Not All Job Data Sources Are Created Equal
If you are building an HR tech product, training a labor market model, or analyzing workforce trends, you need job market data. But most vendors will not tell you this: the quality gap between the best and worst sources is enormous, and aggregate metrics hide the problem.
We ingest data from over 200,000 employer career portals and every major job board. Our pipeline processes 4.5 billion raw observations into 907.5 million deduplicated records across 82 fields. Along the way, we have learned exactly how data quality varies across source types. That knowledge shapes everything from our deduplication logic to our NLP enrichment priorities.
The Source Landscape: Three Tiers
Our pipeline ingests from three broad categories. Here is how volume breaks down in stage050, the final delivery table:
Tier 1: Major Job Boards. Indeed contributes approximately 225.9 million unique jobs, making it the single largest source. LinkedIn follows with 176.4 million. A major professional job feed (PJF) contributes 215.7 million.
Tier 2: Direct ATS Feeds. Career portals hosted on Workday, Greenhouse, Lever, and SmartRecruiter. Workday alone accounts for over 11.8 million records. Across 200,000+ employer portals, ATS feeds collectively represent a substantial and growing share.

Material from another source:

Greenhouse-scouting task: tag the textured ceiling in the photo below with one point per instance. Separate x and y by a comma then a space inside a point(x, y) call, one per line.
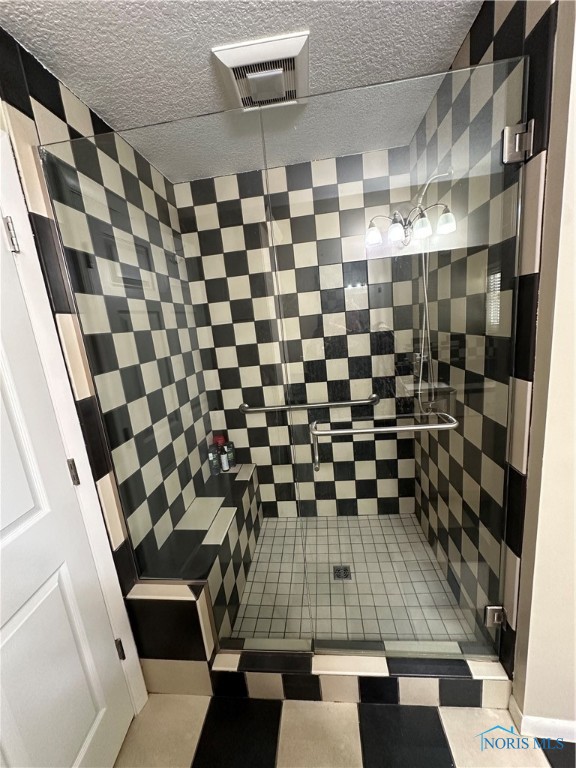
point(137, 62)
point(330, 125)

Tier 3: Aggregators. Google Jobs, Jobs2Careers, Jora, and similar services re-aggregate data from other sources. The volume hierarchy is clear: major boards dominate by raw record count. But volume is not quality. In fact, there is often an inverse relationship. The sources with the highest raw counts also tend to have the highest duplication rates and the lowest per-record enrichment quality.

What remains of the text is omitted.